Wednesday, September 9, 2015

On Chesil Beach

A really talented writer can pack an entire world into a very few pages.  This is exactly what the gifted Ian McEwan has done in his short novel On Chesil Beach, published in 2007.

When we first meet Edward and Florence they are a young couple who have just been married hours before and are off on their honeymoon at Chesil Beach.  Their fumbling sexual dysfunction and psychological baggage cause them to have a disastrous wedding night which has a catastrophic effect on the rest of their lives.

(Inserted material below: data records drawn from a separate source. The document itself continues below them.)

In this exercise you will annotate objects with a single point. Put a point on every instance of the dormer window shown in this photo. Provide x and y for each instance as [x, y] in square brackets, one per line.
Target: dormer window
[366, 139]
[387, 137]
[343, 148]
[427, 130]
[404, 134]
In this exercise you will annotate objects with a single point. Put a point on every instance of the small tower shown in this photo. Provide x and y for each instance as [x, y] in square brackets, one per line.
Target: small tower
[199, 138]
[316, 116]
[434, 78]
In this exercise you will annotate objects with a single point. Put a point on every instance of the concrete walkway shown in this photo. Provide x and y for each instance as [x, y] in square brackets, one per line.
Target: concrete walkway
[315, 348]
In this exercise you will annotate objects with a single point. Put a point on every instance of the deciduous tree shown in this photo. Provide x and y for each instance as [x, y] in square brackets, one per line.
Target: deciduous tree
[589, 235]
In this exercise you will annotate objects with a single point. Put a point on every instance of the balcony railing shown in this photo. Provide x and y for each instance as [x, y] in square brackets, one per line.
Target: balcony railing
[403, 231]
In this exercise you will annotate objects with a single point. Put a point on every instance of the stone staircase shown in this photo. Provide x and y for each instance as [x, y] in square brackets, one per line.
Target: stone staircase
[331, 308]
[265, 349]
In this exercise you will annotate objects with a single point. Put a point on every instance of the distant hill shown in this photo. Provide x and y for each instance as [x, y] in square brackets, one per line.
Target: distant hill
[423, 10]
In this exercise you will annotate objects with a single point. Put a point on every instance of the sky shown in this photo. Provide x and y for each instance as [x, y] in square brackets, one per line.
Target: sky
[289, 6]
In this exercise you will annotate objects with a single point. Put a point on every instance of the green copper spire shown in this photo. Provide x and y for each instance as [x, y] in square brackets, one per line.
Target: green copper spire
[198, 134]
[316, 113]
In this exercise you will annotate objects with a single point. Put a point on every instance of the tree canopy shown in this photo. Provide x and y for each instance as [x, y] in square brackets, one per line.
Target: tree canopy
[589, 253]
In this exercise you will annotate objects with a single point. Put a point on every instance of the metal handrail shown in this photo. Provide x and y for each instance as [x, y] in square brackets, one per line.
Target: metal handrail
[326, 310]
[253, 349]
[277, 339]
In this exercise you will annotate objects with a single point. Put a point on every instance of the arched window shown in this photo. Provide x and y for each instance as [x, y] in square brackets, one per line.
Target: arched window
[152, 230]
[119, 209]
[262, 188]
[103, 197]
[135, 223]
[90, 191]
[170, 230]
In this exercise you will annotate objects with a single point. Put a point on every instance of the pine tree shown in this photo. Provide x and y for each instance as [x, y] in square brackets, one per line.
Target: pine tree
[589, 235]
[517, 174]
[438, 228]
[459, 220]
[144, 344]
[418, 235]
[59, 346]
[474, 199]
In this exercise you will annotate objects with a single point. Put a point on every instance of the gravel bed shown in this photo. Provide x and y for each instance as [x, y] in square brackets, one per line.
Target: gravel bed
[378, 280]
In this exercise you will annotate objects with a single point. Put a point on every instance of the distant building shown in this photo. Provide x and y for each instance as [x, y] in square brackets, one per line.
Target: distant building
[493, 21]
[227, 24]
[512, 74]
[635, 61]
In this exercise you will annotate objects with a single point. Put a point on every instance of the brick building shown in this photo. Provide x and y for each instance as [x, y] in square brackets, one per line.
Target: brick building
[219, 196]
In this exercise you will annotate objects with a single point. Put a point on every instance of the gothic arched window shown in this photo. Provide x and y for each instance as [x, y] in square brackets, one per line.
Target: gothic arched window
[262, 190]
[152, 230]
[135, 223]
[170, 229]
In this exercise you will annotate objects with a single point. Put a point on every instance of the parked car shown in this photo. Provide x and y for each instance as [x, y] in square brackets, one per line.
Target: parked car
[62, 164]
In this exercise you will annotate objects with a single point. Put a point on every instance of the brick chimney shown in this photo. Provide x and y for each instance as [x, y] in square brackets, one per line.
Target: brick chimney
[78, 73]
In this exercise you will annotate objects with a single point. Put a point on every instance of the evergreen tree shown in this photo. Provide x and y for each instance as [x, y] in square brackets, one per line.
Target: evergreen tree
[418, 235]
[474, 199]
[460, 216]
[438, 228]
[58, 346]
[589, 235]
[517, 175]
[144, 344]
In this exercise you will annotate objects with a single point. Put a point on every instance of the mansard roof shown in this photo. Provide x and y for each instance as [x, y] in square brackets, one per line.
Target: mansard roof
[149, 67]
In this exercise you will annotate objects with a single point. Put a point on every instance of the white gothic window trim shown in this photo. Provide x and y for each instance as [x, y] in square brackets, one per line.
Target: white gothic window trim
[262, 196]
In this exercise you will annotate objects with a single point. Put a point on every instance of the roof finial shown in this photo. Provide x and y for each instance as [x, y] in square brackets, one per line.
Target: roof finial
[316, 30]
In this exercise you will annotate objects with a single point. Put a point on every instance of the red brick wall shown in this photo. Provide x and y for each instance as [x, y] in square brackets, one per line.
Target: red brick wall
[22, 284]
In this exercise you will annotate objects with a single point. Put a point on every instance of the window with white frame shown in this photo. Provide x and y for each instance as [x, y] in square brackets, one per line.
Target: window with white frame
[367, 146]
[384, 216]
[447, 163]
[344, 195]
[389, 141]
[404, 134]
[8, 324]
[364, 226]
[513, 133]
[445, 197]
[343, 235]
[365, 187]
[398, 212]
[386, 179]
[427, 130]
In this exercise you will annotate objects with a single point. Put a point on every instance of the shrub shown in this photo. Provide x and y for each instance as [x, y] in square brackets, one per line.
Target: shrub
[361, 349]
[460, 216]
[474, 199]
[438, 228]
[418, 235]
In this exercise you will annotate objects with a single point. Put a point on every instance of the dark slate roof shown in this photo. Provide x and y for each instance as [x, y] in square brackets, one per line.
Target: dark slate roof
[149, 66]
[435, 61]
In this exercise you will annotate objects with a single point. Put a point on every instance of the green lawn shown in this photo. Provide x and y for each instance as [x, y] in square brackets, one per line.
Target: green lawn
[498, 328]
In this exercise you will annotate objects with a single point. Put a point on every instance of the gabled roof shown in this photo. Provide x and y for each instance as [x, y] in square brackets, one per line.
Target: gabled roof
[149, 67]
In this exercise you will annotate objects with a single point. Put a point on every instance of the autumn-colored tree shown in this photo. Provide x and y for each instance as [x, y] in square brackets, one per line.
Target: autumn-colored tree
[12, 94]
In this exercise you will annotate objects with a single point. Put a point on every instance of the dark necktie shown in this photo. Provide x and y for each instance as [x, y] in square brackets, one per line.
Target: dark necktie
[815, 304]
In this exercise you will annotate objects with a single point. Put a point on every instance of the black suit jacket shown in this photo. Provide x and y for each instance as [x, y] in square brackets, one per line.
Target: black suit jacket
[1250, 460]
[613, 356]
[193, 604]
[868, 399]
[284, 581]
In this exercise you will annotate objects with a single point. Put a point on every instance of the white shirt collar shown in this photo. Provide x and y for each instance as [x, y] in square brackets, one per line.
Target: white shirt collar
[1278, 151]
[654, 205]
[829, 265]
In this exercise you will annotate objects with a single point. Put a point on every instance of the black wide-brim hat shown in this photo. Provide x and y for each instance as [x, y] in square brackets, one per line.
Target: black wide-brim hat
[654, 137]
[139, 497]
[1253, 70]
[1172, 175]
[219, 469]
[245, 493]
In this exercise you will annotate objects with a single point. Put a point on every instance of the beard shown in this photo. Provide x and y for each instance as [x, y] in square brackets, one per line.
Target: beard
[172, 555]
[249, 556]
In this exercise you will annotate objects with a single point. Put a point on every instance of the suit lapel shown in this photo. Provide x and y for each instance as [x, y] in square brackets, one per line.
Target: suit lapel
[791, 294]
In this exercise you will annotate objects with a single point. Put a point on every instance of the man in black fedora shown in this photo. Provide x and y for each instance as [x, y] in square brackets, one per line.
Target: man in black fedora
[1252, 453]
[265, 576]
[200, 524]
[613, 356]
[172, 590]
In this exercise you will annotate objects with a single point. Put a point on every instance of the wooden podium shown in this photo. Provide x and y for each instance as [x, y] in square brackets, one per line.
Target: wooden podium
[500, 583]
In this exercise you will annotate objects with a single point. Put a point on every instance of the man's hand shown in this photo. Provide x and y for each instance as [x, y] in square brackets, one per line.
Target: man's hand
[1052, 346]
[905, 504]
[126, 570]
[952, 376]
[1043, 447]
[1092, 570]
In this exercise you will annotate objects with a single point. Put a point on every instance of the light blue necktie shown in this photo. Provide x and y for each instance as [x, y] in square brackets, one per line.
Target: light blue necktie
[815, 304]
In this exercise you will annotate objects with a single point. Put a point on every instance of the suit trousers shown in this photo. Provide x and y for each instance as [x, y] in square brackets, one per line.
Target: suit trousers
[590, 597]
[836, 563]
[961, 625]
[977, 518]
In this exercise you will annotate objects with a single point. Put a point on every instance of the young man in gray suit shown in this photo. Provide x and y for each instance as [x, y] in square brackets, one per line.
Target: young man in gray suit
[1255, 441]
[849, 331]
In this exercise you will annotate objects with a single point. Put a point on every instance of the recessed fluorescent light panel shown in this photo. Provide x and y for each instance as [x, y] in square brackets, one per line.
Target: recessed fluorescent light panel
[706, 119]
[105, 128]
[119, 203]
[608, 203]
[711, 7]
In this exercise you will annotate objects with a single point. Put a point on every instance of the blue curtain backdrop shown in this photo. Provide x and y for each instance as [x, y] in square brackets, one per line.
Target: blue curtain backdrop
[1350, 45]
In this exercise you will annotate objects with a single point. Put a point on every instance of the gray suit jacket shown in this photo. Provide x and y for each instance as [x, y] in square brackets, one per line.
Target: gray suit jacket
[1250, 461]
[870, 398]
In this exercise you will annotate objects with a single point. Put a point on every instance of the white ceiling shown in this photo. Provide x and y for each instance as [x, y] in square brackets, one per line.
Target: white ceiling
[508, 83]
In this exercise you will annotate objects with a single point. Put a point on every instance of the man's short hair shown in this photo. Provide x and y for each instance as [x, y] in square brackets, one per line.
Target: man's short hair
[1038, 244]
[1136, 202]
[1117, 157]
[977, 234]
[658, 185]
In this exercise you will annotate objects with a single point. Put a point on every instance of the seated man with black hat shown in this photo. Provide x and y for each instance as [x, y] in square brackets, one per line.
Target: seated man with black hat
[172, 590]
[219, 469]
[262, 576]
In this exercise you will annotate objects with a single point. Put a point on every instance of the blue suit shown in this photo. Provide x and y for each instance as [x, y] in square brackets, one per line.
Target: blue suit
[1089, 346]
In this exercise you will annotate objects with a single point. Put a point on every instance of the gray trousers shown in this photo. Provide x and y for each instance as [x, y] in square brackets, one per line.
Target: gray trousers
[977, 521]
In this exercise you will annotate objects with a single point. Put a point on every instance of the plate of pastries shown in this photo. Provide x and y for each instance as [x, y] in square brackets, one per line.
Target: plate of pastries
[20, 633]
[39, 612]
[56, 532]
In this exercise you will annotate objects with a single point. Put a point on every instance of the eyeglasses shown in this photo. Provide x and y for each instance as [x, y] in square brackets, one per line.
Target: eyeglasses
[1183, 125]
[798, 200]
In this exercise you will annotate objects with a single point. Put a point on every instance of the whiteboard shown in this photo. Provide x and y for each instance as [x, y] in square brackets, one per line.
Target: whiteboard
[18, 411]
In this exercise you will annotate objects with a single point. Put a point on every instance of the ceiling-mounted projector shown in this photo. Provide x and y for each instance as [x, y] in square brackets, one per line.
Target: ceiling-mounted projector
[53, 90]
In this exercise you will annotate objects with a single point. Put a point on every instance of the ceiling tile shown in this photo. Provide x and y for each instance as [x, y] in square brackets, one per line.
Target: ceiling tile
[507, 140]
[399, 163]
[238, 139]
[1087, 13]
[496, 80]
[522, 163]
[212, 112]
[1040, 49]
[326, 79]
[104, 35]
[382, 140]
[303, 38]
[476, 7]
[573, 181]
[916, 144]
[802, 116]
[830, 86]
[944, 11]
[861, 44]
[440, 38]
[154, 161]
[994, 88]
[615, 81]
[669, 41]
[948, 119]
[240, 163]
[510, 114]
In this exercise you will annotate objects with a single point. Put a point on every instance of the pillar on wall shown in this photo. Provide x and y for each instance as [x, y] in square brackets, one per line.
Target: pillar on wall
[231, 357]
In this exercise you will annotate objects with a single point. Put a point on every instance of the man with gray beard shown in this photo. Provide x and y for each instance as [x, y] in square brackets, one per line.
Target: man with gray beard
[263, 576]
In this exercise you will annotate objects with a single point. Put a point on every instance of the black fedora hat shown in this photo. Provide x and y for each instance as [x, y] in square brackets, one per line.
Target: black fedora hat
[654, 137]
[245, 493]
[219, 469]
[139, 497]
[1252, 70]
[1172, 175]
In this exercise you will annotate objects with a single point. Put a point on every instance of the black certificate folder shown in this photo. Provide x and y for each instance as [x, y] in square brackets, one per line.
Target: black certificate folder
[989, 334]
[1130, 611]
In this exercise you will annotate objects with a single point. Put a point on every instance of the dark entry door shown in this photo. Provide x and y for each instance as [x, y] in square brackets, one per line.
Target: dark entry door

After reading this, the reader is totally immersed in the world of a young intellectual English couple in the early 1960s.  In a few short pages(the novel is only 166 pages), we learn all about Edward and Florence's childhood and their courtship and hangups.  Edward's father is a school headmaster who has to take care of his brain damaged wife and his three children.  Florence's mother is an emotionally cold Oxford philosophy professor who would rather read Plato than be with her children.  There are subtle clues that Florence may have been sexually abused by her father.  (I didn't pick up on this until I started reading reviews of the book online.  After being pointed out to me, I now see the clues in the novel.  Was Florence molested by her father?  Maybe.  Maybe not.  The reader will have to decide).


Anyway, I can't say too much about this intriguing little story or it will give away too much.  But On Chesil Beach is definitely a great read.